Structure and Dynamics Group

Abstract

Multiferroic materials exhibiting coupling between magnetic and ferroelectric properties have gained considerable attention due to their potential applications in next-generation electronics, highly sensitive sensors, solid-state refrigeration, and data-storage technologies. Nickel-based compounds have interesting quantum physical states such as quantum multiferroics and spin-flip-induced ferroelectrics. The constituent compounds of NiO-TeO₂ binary phase diagram have received significant research interest due to their magnetic properties and exhibit either low-dimensional or spin-frustrated lattices along with lone pair Te⁴⁺ ions which is a plausible way to explore the spin-induced multiferroic behavior. First-principles methods particularly density functional theory (DFT) calculations played a crucial role in determining the multiferroic properties of materials. DFT-bolstered experimental studies suggested spin-driven modulations of the chemical bond between magnetic 3d orbitals of Ni atom and ligand 2p orbitals of O atom may yield a spontaneous polarization along the bond direction and has been considered as a possible mechanism for high-order magnetoelectric effect in nickel telluride oxides.
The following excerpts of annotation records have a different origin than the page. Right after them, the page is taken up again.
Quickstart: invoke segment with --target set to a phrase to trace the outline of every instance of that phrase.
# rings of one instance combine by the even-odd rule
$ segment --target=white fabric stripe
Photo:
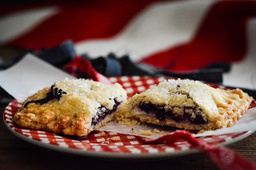
[[[0,18],[0,44],[24,34],[58,12],[54,6],[33,9],[4,16]]]
[[[247,54],[245,58],[233,63],[231,71],[223,76],[225,85],[256,90],[256,17],[247,25]]]
[[[78,43],[78,54],[93,57],[110,52],[129,54],[137,60],[152,53],[189,41],[215,0],[189,0],[154,3],[145,8],[122,32],[111,39]]]

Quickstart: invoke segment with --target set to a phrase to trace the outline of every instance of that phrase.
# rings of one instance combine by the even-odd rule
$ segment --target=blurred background
[[[254,0],[4,1],[0,69],[30,53],[68,72],[78,57],[106,77],[189,78],[256,96],[256,33]]]

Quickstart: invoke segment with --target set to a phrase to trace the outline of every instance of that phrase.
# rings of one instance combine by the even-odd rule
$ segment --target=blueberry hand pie
[[[126,99],[118,83],[65,79],[29,97],[13,121],[23,127],[86,136],[112,120]]]
[[[233,125],[252,100],[238,88],[224,90],[198,81],[169,79],[135,94],[116,117],[121,124],[135,120],[191,130],[215,130]]]

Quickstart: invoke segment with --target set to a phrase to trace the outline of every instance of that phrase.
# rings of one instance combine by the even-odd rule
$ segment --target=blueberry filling
[[[196,125],[204,124],[207,121],[202,116],[203,110],[198,106],[195,108],[184,107],[176,108],[179,110],[178,114],[175,113],[174,108],[166,110],[164,105],[154,105],[151,103],[142,103],[139,105],[139,108],[144,111],[147,114],[155,116],[160,121],[166,119],[171,119],[177,122],[189,122]]]
[[[111,114],[116,110],[117,106],[120,105],[121,102],[117,102],[116,99],[114,99],[114,101],[115,104],[113,106],[112,110],[107,109],[105,106],[102,105],[98,108],[99,111],[92,119],[92,126],[96,126],[98,122],[102,121],[107,116]]]
[[[53,90],[53,87],[54,86],[54,85],[52,85],[51,87],[51,90],[48,91],[46,94],[47,96],[46,98],[39,100],[32,100],[28,102],[25,104],[24,107],[26,108],[28,104],[31,103],[39,103],[40,105],[43,105],[43,104],[47,103],[49,101],[55,98],[58,99],[58,101],[60,100],[61,95],[63,94],[67,94],[67,92],[63,91],[61,89],[59,89],[57,88],[55,88],[54,90]]]

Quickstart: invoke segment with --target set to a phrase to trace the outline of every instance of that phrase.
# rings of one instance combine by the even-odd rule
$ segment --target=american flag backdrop
[[[256,88],[255,0],[3,3],[0,43],[40,50],[71,40],[78,55],[128,54],[174,72],[231,63],[226,85]]]

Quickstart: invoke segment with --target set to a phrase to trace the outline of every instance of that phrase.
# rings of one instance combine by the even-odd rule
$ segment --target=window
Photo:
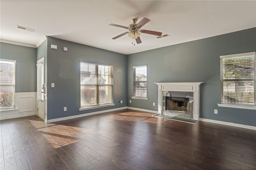
[[[113,104],[113,66],[81,62],[81,108]]]
[[[147,66],[133,67],[133,99],[147,99]]]
[[[256,107],[255,52],[221,56],[220,58],[221,103]]]
[[[0,59],[0,109],[14,109],[16,61]]]

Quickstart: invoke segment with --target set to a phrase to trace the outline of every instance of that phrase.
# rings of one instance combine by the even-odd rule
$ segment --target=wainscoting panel
[[[0,120],[36,114],[36,93],[15,93],[15,109],[1,111]]]

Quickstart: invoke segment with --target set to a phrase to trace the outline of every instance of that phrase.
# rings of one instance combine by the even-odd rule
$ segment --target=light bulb
[[[128,34],[128,36],[129,36],[129,37],[132,38],[132,37],[134,36],[134,33],[133,33],[133,32],[130,32],[130,33]]]
[[[140,36],[140,33],[139,32],[138,32],[137,31],[134,32],[134,34],[136,36],[136,38],[138,38]]]

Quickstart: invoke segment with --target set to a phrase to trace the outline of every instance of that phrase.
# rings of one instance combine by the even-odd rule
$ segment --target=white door
[[[37,76],[36,83],[36,100],[37,101],[37,115],[44,120],[44,58],[37,61]]]

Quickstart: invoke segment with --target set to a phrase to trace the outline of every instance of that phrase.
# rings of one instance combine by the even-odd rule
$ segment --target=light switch
[[[51,44],[51,49],[57,49],[57,45],[56,45]]]

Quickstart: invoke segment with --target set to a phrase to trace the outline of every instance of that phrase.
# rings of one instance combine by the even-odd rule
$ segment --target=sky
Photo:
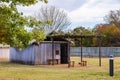
[[[70,29],[79,26],[85,28],[94,28],[96,24],[105,23],[103,17],[108,15],[110,10],[120,9],[120,0],[48,0],[47,5],[64,9],[71,20]],[[34,15],[39,11],[40,6],[44,5],[38,2],[30,7],[18,6],[19,12],[25,15]]]

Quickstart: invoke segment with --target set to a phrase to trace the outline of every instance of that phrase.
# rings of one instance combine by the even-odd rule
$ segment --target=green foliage
[[[78,34],[79,35],[91,35],[92,31],[90,29],[86,29],[86,28],[81,26],[81,27],[75,28],[71,33],[73,35],[78,35]],[[81,39],[80,38],[73,39],[73,42],[75,44],[72,46],[81,46],[81,44],[80,44]],[[91,46],[92,45],[92,38],[83,38],[82,45],[83,46]]]
[[[28,32],[25,26],[35,28],[40,21],[33,17],[25,17],[23,13],[19,13],[16,6],[29,6],[35,4],[39,0],[1,0],[0,1],[0,43],[9,44],[16,48],[25,48],[30,40],[43,40],[45,36],[43,32],[39,32],[34,36],[35,32]],[[47,0],[40,0],[47,3]],[[3,3],[6,2],[6,3]],[[34,37],[33,37],[34,36]],[[39,37],[39,38],[38,38]],[[41,39],[42,38],[42,39]]]
[[[120,30],[115,25],[101,24],[94,32],[96,35],[102,35],[102,46],[120,46]]]

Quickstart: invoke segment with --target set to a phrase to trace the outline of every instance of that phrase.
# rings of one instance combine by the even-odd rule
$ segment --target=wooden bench
[[[79,65],[81,65],[81,66],[87,66],[87,61],[79,62]]]

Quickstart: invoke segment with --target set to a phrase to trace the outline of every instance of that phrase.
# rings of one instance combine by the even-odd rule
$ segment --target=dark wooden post
[[[52,65],[54,65],[54,39],[51,38],[52,41]]]
[[[83,57],[83,54],[82,54],[82,36],[81,36],[81,62],[82,62],[82,57]]]
[[[99,66],[101,67],[101,36],[99,36]]]
[[[70,42],[68,42],[68,68],[70,68]]]

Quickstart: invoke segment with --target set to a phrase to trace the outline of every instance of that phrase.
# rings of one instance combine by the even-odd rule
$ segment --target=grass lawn
[[[114,77],[109,76],[109,58],[84,58],[86,67],[78,65],[79,57],[72,57],[75,67],[67,65],[22,65],[0,62],[0,80],[120,80],[120,57],[114,58]]]

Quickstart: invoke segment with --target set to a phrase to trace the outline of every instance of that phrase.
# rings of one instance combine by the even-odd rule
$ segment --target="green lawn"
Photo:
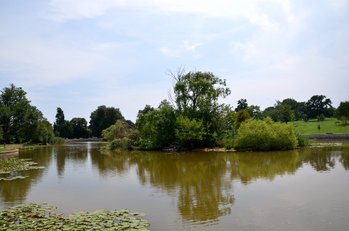
[[[335,122],[340,122],[339,123],[334,123]],[[293,124],[293,122],[288,122]],[[320,124],[320,130],[317,129],[317,125]],[[311,120],[307,124],[303,121],[295,121],[294,125],[298,126],[298,129],[304,134],[326,134],[332,132],[333,134],[349,134],[349,125],[343,126],[342,122],[333,118],[326,119],[324,123],[319,122],[317,120]]]

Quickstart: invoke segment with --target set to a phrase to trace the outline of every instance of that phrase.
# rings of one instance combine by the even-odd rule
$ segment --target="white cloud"
[[[184,41],[184,47],[185,47],[187,50],[194,52],[195,52],[195,47],[197,46],[201,46],[204,43],[195,43],[192,45],[190,45],[189,42],[187,41]]]
[[[106,14],[112,8],[132,8],[152,13],[190,14],[204,17],[248,20],[267,28],[274,27],[261,3],[277,6],[279,10],[288,14],[289,2],[286,0],[52,0],[49,18],[58,21],[94,18]]]

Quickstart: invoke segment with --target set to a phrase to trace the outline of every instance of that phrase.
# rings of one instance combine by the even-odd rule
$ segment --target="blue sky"
[[[234,108],[349,100],[349,1],[0,0],[0,87],[52,123],[100,105],[136,120],[171,89],[165,72],[211,71]]]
However, more studies need to be conducted to ascertain the multiferroic properties of nickel telluride oxides. In this study, we applied first-principles DFT calculations to investigate the electronic, magnetic, and multiferroic properties, and determine the mechanisms enabling the multiferroic behavior of nickel telluride oxides. Preliminary results of the DFT calculations for NiTeO₃ and NiTeO₄ suggests they likely have antiferromagnetic behavior. These computational results align with the findings of the experimental studies conducted on these materials.